WITH ILLUSTRATIONS BY CHARLES E. CARTWRIGHT
Publishers
FREDERICK A. STOKES COMPANY
New York
------------------------------------------------------------------------
Copyright, 1917, by FREDERICK A. STOKES COMPANY
All rights reserved, including that of translation into foreign languages
------------------------------------------------------------------------
CONTENTS
CHAPTER PAGE
I THE DONATION PARTY 1
II THE CIRCUIT RIDER 27
III WAR 45
IV MR. LINCOLN 63
------------------------------------------------------------------------
I
THE DONATION PARTY
[Illustration]
I
THE DONATION PARTY
Brother Meaker rose from his pew and looked at Jason appraisingly.
"I don't know, brethren," he said. "Of course, he's a growing boy. Just
turned twelve, didn't you say, ma'am?" Jason's mother nodded faintly
without looking up, and Brother Meaker went on. "As I said, he's a
growing boy, but he's dark and wiry. And I've always noted, the dark
wiry kind eat smaller than any other kind. I should take at least twelve
pounds of sugar off the allowance for the year and four gallon less of
molasses than you was calculatin' on."
He sat down and Sister Cantwell rose. She was a fat woman, famous in
the southern Ohio country for the lavish table she set.

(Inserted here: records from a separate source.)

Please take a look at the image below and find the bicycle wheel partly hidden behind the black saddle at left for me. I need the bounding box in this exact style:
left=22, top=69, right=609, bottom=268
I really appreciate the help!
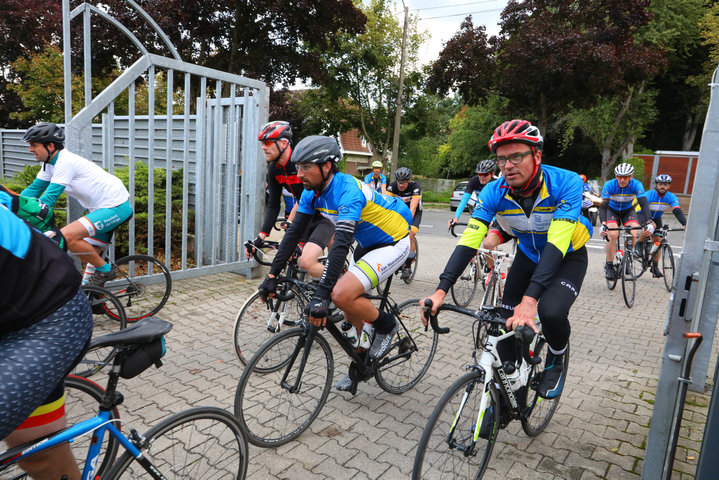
left=72, top=285, right=127, bottom=377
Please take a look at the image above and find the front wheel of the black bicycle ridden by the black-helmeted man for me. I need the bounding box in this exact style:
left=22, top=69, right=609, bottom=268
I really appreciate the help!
left=234, top=328, right=334, bottom=447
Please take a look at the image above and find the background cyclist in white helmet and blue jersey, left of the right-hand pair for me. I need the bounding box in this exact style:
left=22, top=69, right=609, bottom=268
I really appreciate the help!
left=599, top=163, right=654, bottom=280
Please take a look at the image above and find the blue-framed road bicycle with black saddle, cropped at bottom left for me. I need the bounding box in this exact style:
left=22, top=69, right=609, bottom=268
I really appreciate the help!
left=0, top=318, right=248, bottom=480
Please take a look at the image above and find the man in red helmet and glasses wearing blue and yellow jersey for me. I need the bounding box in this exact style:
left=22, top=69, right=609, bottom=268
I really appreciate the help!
left=421, top=120, right=592, bottom=398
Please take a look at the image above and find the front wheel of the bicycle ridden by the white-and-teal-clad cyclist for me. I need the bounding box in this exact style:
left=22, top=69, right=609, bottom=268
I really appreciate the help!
left=105, top=255, right=172, bottom=322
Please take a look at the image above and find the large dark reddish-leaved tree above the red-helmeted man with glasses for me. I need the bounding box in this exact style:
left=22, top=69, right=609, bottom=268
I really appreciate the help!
left=497, top=0, right=661, bottom=135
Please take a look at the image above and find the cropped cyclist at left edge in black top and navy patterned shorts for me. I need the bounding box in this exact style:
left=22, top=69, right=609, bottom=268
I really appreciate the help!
left=0, top=203, right=92, bottom=480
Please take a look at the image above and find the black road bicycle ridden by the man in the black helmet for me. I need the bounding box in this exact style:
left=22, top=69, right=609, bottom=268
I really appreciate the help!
left=234, top=277, right=444, bottom=447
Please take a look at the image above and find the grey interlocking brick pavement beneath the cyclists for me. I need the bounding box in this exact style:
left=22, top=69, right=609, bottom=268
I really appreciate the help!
left=94, top=212, right=716, bottom=480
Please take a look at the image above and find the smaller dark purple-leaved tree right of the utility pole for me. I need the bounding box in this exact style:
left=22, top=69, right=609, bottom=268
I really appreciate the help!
left=427, top=15, right=496, bottom=105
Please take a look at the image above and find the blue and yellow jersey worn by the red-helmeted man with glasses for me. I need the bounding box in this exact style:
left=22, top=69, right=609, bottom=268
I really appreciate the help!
left=458, top=165, right=592, bottom=263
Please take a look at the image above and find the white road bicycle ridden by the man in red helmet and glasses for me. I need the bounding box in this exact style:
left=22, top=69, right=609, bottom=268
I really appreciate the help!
left=412, top=299, right=569, bottom=480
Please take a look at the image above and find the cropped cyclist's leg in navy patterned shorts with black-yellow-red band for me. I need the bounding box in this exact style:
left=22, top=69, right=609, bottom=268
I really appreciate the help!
left=0, top=291, right=92, bottom=479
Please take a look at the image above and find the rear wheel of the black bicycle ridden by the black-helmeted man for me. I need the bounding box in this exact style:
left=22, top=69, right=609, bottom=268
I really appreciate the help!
left=374, top=298, right=438, bottom=393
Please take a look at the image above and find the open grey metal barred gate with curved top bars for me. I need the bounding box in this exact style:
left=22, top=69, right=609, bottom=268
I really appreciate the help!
left=63, top=0, right=269, bottom=278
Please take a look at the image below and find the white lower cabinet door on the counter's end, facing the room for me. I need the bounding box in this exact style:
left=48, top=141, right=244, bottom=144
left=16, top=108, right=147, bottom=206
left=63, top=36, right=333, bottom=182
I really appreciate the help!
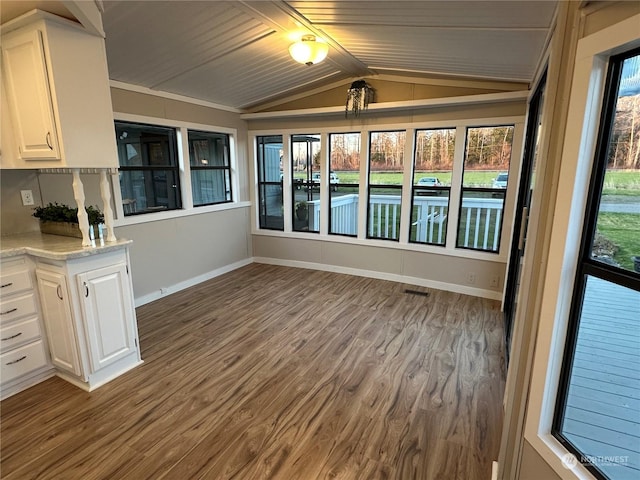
left=78, top=264, right=137, bottom=372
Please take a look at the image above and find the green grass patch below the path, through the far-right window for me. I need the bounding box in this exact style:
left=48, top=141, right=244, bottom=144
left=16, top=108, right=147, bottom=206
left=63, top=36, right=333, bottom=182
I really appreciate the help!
left=598, top=212, right=640, bottom=270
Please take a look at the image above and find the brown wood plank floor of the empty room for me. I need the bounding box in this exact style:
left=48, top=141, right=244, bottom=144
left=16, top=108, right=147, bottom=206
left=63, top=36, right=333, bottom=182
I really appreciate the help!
left=0, top=264, right=504, bottom=480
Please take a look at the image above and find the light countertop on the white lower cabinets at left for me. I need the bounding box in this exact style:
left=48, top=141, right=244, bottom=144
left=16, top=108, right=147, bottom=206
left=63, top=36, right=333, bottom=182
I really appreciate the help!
left=0, top=232, right=133, bottom=260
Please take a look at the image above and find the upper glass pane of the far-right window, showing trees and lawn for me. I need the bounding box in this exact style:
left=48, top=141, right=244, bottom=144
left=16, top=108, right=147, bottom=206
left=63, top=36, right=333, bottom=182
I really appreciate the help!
left=591, top=56, right=640, bottom=271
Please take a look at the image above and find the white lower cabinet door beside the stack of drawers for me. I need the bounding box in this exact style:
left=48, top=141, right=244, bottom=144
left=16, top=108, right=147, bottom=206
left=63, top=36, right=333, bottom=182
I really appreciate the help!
left=36, top=270, right=82, bottom=376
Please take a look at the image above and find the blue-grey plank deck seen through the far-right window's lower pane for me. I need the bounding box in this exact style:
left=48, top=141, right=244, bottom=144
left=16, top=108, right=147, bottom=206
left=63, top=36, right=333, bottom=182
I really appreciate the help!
left=563, top=277, right=640, bottom=480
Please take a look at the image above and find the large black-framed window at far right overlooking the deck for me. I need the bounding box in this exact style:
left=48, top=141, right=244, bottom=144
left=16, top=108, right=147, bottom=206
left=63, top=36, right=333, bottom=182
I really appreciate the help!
left=552, top=49, right=640, bottom=480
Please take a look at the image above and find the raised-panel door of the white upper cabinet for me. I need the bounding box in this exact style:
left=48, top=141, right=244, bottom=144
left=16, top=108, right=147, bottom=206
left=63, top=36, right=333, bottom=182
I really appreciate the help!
left=2, top=30, right=60, bottom=160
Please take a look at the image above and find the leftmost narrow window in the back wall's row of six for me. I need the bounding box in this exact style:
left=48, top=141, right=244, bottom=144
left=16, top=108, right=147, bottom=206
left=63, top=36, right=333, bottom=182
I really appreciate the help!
left=256, top=135, right=284, bottom=230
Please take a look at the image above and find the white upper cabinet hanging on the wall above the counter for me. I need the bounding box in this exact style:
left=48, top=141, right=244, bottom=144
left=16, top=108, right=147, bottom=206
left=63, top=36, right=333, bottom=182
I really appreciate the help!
left=2, top=11, right=118, bottom=168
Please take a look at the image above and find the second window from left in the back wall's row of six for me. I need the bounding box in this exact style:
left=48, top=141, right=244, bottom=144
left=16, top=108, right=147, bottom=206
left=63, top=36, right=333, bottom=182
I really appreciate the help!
left=291, top=135, right=320, bottom=233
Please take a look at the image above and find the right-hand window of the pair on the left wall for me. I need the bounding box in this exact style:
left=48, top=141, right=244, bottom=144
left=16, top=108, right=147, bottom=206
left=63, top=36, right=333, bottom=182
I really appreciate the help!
left=188, top=130, right=232, bottom=206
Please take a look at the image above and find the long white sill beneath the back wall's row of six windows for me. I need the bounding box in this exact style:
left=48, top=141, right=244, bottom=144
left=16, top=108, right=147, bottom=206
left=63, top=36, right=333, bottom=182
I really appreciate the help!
left=251, top=228, right=507, bottom=263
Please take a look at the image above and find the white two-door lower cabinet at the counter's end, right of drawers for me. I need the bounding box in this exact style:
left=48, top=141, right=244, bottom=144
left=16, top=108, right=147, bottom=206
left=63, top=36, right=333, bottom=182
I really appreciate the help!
left=36, top=250, right=141, bottom=390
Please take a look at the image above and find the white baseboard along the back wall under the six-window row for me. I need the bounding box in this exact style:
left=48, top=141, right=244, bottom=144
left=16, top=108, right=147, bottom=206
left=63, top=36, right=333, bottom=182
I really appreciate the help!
left=253, top=257, right=502, bottom=300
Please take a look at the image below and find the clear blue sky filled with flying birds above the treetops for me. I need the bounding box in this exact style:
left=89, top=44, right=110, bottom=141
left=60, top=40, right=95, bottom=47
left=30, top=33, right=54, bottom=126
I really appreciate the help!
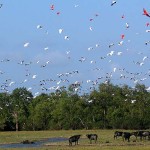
left=0, top=0, right=150, bottom=96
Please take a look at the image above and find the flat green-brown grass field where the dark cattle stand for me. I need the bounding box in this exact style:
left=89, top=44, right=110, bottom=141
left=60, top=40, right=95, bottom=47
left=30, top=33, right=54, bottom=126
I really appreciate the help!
left=0, top=130, right=150, bottom=150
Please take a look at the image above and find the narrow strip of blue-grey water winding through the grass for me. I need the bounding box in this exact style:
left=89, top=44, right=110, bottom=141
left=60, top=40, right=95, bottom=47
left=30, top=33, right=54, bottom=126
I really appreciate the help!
left=0, top=137, right=68, bottom=148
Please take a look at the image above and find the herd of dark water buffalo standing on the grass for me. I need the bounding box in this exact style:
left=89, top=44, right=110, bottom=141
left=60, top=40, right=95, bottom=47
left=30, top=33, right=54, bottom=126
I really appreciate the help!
left=69, top=131, right=150, bottom=146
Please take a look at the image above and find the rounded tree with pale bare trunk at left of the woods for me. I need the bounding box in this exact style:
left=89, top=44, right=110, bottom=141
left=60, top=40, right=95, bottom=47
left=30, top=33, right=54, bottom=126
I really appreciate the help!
left=11, top=87, right=33, bottom=131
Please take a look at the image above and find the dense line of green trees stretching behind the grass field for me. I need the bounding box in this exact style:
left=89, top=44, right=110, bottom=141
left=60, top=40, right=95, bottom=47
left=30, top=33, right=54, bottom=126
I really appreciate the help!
left=0, top=82, right=150, bottom=131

"Short sweetening," she said in a thin high voice, "is dreadful high. I
said to Hiram yesterday that the last sugar loaf I bought was worth its
weight in silver. I should say, cut down on short sweetening. Long
sweetening is all right except for holidays."
Jason whispered to his mother, "What's long sweetening, mother?"
"They must mean molasses," she whispered in return, with a glance at
Jason's father, who sat at the far end of the pew reading his Bible as he
always did at this annual ordeal.
Jason looked from his mother's quiet, sensitive face, like yet so unlike
his own, to the bare pulpit of the little country church, then back at
Brother Ames, who was conducting the meeting. This annual
conference and the annual donation party were the black spots in
Jason's year. His mother, he suspected, suffered as he did: her face told
him that. Her tender lips, usually so wistful and eager, were at these
times thin and compressed. Her brown eyes, that except at times of
death or illness always held a remote twinkle, were inscrutable.
Jason's face was so like, yet already so unlike his mother's! The same
brown eyes, with the same twinkle, but tonight instead of being
inscrutable, boyishly hard. The same tender mouth, with tonight an
unboyish sardonic twist. What Jason's father's face might have said one
could not know, for it was hidden under a close-cropped brown beard.
He turned the leaves of his Bible composedly, looking up only as the
meeting reached a final triumphant conclusion with Brother Ames'
announcement:
"So, Brother Wilkins, there you are, a liberal allowance if I must say it.
Two hundred and fifty dollars for the year, with the usual donation
party to take place in the fall of the year."
Brother Wilkins, who was Jason's father, rose, bowed and said: "I thank
you, brethren. Let us pray!"
The fifty or sixty souls in the church knelt, and Jason's father, his eyes
closed, lifted his great bass voice in prayer:
"O God, You have led our feeble and trusting steps to this town of High
Hill, Ohio. You have put into the hearts and minds of these people, O
God, the purpose of feeding and clothing us. Whether they do it well or
ill, concerns them and You, O God, and not us. We are but Your
humble servants, doing Your divine bidding. Yet this is perhaps the
proper occasion, Our Heavenly Father, to thank You that You have sent
us but one child and that unlike Solomon, Your servant has but one
wife. And now, O God, bless these people in their giving. And make
me, in my solitary circuit riding in the hills and valleys a proper
mouthpiece of Your will. For Lord Jesus' sake, Amen."